Her kumaş, her kullanım, her kıyafetin ayrı bir dili vardır. Siemens çamaşır ve kurutma makinesi işte bu yüzden onlarca akıllı programla kıyafetlerinizin ömrünü uzatıyor. Siemens iQ500 Çamaşır ve Kurutma Makineniz, tüm ihtiyaçları bilir ve sizin için en uygun seçeneği sunar. Siemens Home Connect uygulaması sayesinde tüm programlara tek dokunuşla erişebilir, hatta yeni çıkan programları indirerek makinenizi kişiselleştirebilirsiniz. Böylece makineniz yıllar geçse bile zamana ayak uydurmaya devam eder.  

Program Asistanı: “Sen söyle, ben ayarlarım” diyen yardımcı 

“Hangi program daha doğru? Çamaşır az mı çok mu? Bir kere giydim ama uzun programa atsam mı?” diye düşünmenize gerek kalmadan Program Asistanı tüm bunları size en doğru programında çalıştırır. Kumaş türünü, çamaşırın ağırlığını, kirlilik seviyesini analiz eder ve size en uygun yıkama-kurutma programını önerir. Bu sayede yalnızca doğru programı bulmakla kalmaz; suyu, enerjiyi ve zamanı en verimli şekilde kullanır. Siz de makinelerin işini yapmasına izin verip, geri kalan zamanınızı kendinize ya da sevdiklerinize ayırabilirsiniz. 
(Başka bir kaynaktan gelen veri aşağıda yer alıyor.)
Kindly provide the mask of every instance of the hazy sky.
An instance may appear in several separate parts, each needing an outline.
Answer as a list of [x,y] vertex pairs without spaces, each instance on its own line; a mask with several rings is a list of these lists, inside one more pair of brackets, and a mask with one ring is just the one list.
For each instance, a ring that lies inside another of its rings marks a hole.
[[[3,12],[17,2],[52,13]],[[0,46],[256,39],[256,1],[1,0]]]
SmartFinish: Ütüye ayırdığınız süre artık size kaldı 

Kim ister çamaşırların başında ütüyle saatlerini harcamayı? SmartFinish teknolojisi buharın gücünü kullanarak kırışıklıkları daha makineden çıkmadan %50’ye kadar azaltıyor. Sonuç? Daha az ütü, daha çok kendinize ayırdığınız zaman. Teknolojinin keyfini çıkarmak için Siemens Home Connect uygulamasıyla SmartFinish’i açmanız yeterli. Ütü masası açmadan, güç harcamadan, zaman kaybetmeden kıyafetleriniz giyime hazır hale gelir. Bir toplantı öncesi, spontane bir plan öncesi ya da sadece rahatlık istediğiniz bir anda SmartFinish teknolojisi sizin için çalışır.  

Program İndirme: Makineniz hep güncel, hep “yenilikte” 

Siemens iQ500 Çamaşır ve Kurutma makinesi, güncel yeni programları kolayca indirip tek dokunuşla kullanabilirsiniz. İhtiyaç değiştikçe çamaşır makineniz de sizinle birlikte kendini güncelliyor. Siemens’in en sevilen yanlarından biri, cihazların statik kalmaması. Yani bugün aldığınız çamaşır makinesi birkaç yıl sonra bile yeni özellikler kazanabiliyor. 



Siemens Home Connect üzerinden cihaza özel yeni yıkama ve kurutma programları indirebiliyorsunuz. Mevsimsel ihtiyaçlar, moda olan yeni kumaş türleri, spor kıyafetlerin gelişmesi… Ne değişirse değişsin, makineniz hep güncel kalıyor. 

Tıpkı telefonunuza uygulama güncellemesi indirir gibi çamaşır ve kurutma makineniz de güncellemelerle değişen yaşam tarzınıza ayak uyduruyor. 

Akıllı deterjan yönetimi: i-Dos ile her yıkamada doğru ölçü 

Makineyi tamamen doldurunca veya tek parça kıyafeti makineye attığınızda ne kadar deterjan koyacağınızı bilemiyor olabilirsiniz. İşte tam bu noktada i-Dos Deterjan Tarama teknolojisi devreye giriyor. Siemens Home Connect üzerinden şişelerin barkodunu okutup su sertliği ve deterjan yoğunluğunu makineye iletiyor, i-Dos ise her yıkamada doğru miktarı otomatik olarak ayarlıyor. Üstelik Siemens Home Connect uygulaması, deterjan seviyesini takip ederek deterjanınız tükenmeden önce size haber veriyor. Tek yapmanız gereken uygulamayı telefonunuza yüklemek ve çamaşır makinenizi uygulamaya bağlamak. 

stainRemoval teknolojisi: Zorlu lekelerle inatlaşmayı unutun 

Çay, yağ, makyaj, çikolata lekeleri… Gün içinde fark etmeden üzerinize bulaşan lekeler artık kâbus olmaktan çıkıyor. Siemens iQ500 çamaşır makinesi ile stainRemoval teknolojisi devreye giriyor. Tek bir dokunuşla çay, yağ, kozmetik veya günlük hayatta karşılaştığınız diğer zor lekeler için özel programları aktif edebilirsiniz. 

Siemens Home Connect uygulaması sayesinde daha fazla leke türünü ve bunlar için geliştirilmiş özel programları keşfetmek de mümkün. Yani sadece “lekeyi çıkar” demekle kalmıyor, sizin için en doğru yıkama programını da otomatik olarak öneriyor. Böylece hem lekelerle uğraşmak zorunda kalmıyor hem de giysilerinizin ömrünü koruyorsunuz. 

Artık çocuğunuza yemek yedirirken dökülen yemek lekeleri, kahve kazaları ya da mutfakta sıçrayan yağ lekeleri sizi endişelendirmiyor. stainRemoval, günlük hayatın getirdiği küçük sürprizlere karşı en güvenilir yardımcınız oluyor. 

Siemens iQ500 çamaşır ve kurutma makineleri, artık sadece kıyafetlerinizi temizleyen makineler değil; size zaman, konfor ve güven veren akıllı iş ortaklarınızdır. Ütüye harcadığınız vakti kendinize ayırın, lekelerle uğraşmayı unutun ve teknolojinin yaşam alanınıza uyumunun keyfini yaşayın.

*Bu yazı Siemens’in katkılarıyla hazırlanmıştır.